Elliott and Missouri coach Eli Drinkwitz talked with the media on Tuesday at a virtual press conference arranged by the Gator Bowl.
One of the key questions involved opt-outs; it doesn’t seem that either coach thinks that will be an issue.
“I feel for the most part that we’re going to be as close to full strength as we can,” said Drinkwitz, a former NC State assistant, who back in November signed a six-year contract extension, tethering him to Mizzou through the end of the 2031 season, that will pay him $10.75 million per year.
Elliott, the 2025 ACC Coach of the Year, who seems to be in line for an extension – the six-year deal that he signed back in December 2021 runs out at the end of the 2027 season; he’s set to be paid $3.9 million in 2026 and $4.05 million in 2027 – said his program is “in a different place” with respect to opt-outs than others that go to bowls every year.

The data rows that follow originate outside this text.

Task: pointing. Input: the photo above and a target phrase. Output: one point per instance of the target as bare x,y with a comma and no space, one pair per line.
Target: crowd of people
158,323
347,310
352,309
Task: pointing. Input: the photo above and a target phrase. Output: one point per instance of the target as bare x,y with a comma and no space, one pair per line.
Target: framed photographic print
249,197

“We’re very grateful to have a bowl, and not to say that in the next coming weeks, I might not have guys have to make that decision, and it’s unfortunate, but our focus is, man, we’re going to try and send our senior class out, because this senior class has been through a lot, the guys that have been around here for four years, they’ve been through a lot, and all I’m focused on and trying to get this team to focus on is, you know, going and chasing that 11th win, which has never been done in school history, but more importantly, let’s, let’s honor the seniors the right way,” Elliott said.
Vegas has installed Missouri as a seven-point favorite, which, yeah, seems fair. The Tigers started 5-0, then lost four of its next six – three of the Ls to teams that went on to get CFP berths, Alabama (27-24, Oct. 11), Texas A&M (38-17, Nov. 8) and Oklahoma (17-6, Nov. 22).

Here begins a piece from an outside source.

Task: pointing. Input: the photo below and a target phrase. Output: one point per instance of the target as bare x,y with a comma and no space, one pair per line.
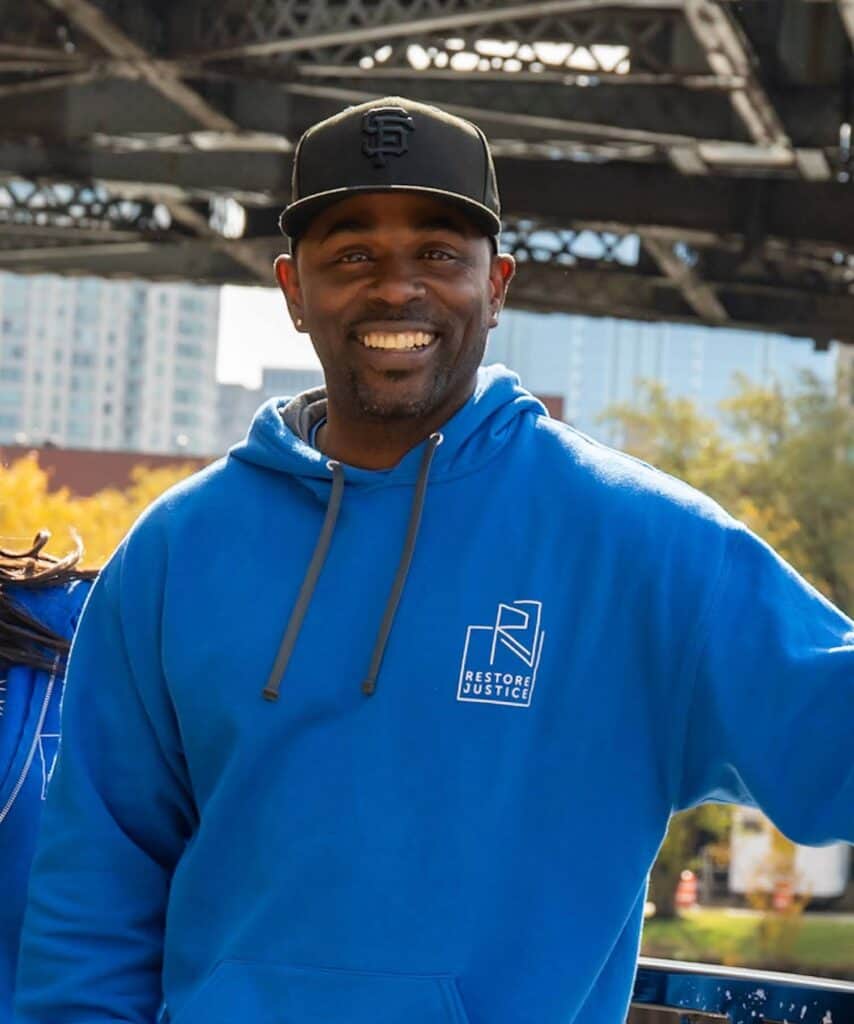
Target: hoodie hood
474,434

The linchpin for Mizzou is 5’10”, 206-pound sophomore tailback Ahmad Hardy, who is second in the nation in rushing yards (1,560), and tied for fourth nationally in rushing TDs (16).
“For us, this is a great opportunity. You’re getting a chance to play against a team that’s chasing their third straight nine-win season. They were 11 wins two years ago, 10 wins last year,” Elliott said. “It’s a great opportunity for us to not only just gain the exposure, but to really kind of test where our program is, right. You’re talking about two football teams that are potentially playoff teams, right, a couple plays away from either one of us being in the College Football Playoff, and they got best running back in the country.”